Somehow he persuaded the Derg not to appropriate Menagesha, the centre high in the hills outside Addis donated by Princess Tenagnework. His willpower had already been tested by Cheshire himself. Visiting Addis for a 1973 conference, Cheshire was dismayed to find that the home was not the residential haven he had envisaged but rather a place from which, once rehabilitated, children were returned to their communities to make room for others.

The second of nine children born to Bekele Sira, a farmer, and his wife, Ehite Balye, in Woliso, Oromia, Gebremedhin won scholarships from a small village school to a teacher training course at what is now Addis Ababa University and then, after adding a social services diploma, joining Cheshire as a junior social worker in 1972.

As executive director, Gebremedhin pioneered an approach that has treated thousands of cases. Thanks to infant vaccination, polio is almost eradicated in Ethiopia, but there remains a need for corrective measures in conditions fostered by poverty in Africa’s second most populous nation.
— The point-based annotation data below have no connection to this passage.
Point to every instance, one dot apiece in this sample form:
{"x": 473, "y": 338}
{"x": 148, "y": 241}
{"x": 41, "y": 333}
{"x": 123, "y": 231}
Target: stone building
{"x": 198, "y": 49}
With four regional centres and an extensive outreach programme, Cheshire Ethiopia’s workshops make prosthetics and assemble rough-terrain wheelchairs; its physiotherapists get patients on the move; its social workers help them reintegrate.

Ethiopia still faces major problems with the issue of disability. Local NGOs try to maintain government cooperation while satisfying overseas partners. It is a diplomatic and financial minefield.

Approachable and charming, but forthright when necessary, Gebremedhin was a defiant example to those critics of Ethiopia’s so-called “donor” culture.

Despite his illness, Gebremedhin remained committed until his death. His wife, Hiwot Estifanos, whom he married in 1974, supported him throughout.

She survives him along with three sons and two grandchildren.